I should have known something was up when a character who was not a part of my initial concept for the story showed up in the middle of chapter one, walking backwards and making snarky comments and distracting my heroine from her purpose. I let him in, and then didn’t know what to do with him.

My writer’s group loved him. They loved him so much it made them hate the main character they — and the heroine — were supposed to be interested in. The derogatory comments I got about that guy in contrast to this unanticipated volunteer were shocking. Moreover, they could not believe the heroine would like the main character at all, when this volunteer was around and available. That wasn’t the point! They weren’t supposed to hate the main character!

Since secretly I loved the volunteer, too, and had a suspicion that under her bravado my heroine also harbored a deep affection…or possibly more…for him, I let him stick around.

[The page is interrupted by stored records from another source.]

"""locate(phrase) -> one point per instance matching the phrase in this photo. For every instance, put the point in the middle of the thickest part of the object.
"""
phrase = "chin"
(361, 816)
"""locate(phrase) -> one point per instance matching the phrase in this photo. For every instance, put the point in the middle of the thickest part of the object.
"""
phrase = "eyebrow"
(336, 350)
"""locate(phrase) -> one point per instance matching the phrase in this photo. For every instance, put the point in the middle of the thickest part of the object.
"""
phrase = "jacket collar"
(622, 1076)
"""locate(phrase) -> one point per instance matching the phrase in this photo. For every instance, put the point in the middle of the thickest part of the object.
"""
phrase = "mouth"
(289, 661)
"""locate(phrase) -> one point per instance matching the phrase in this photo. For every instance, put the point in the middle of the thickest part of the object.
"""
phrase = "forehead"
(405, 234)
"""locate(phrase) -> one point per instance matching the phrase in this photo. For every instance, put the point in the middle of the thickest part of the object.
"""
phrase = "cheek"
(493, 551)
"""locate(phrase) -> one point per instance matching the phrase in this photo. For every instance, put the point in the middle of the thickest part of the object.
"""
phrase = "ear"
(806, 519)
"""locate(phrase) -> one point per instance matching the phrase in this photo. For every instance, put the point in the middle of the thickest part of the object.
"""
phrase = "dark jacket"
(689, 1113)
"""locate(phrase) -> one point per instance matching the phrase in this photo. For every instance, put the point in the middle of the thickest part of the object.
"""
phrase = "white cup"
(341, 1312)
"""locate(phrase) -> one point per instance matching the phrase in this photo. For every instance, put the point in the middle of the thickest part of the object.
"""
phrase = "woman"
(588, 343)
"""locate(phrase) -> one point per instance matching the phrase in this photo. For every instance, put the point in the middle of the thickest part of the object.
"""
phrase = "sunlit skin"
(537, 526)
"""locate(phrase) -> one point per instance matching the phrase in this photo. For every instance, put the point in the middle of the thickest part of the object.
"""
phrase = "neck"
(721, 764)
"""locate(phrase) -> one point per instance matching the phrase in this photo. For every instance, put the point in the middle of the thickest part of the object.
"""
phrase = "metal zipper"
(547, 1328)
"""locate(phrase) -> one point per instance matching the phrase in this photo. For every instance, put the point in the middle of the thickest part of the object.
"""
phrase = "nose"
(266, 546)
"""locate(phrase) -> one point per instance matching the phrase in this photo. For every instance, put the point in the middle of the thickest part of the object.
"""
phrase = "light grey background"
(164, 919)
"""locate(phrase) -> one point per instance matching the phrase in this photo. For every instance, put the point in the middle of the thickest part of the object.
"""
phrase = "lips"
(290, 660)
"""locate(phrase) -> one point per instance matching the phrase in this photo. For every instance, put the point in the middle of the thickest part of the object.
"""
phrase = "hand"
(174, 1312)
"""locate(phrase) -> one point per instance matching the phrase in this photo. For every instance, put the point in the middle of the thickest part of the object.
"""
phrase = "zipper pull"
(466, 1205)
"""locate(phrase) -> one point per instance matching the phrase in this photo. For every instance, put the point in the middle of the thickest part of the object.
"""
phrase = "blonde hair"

Then, the trouble was that my initial story concept got a little muddy. How could I reach that moment of deep emotional change if this new guy was really the one the heroine cared about? It no longer worked.

After much struggle, I let go of my initial story concept. And then I let go some more. And now, after a few weeks of hard brainstorming and thinking and freewriting, I’ve realized the story is completely different than I expected, but much much better, for all its messy disarray. I’ve removed characters that were flat and uninteresting and taking up space on the page and replaced them with characters who are alive and serve more than one purpose for the heroine. By doing so, I’ve made things much more difficult for the heroine. There are now obstacles around every corner.

I’m resisting the urge to step back and organize things. I’m trying to let this part of the process be a whirlwind of scenes and stray thoughts and just get the damned words on the page. It requires ignoring all of the niggling questions that pop up (“but if he screws up that plan, how the heck is she going to be able to be over there in time for this next bit?”) and just moving ever forward, word by word. It’s tough, because every morning I wake up a little scared of what’s going to happen when I put my hands on the keyboard. I have no checklist of scenes to write, things to work on. You know what? It’s working.

It’s a bloody mess, and it couldn’t be going better.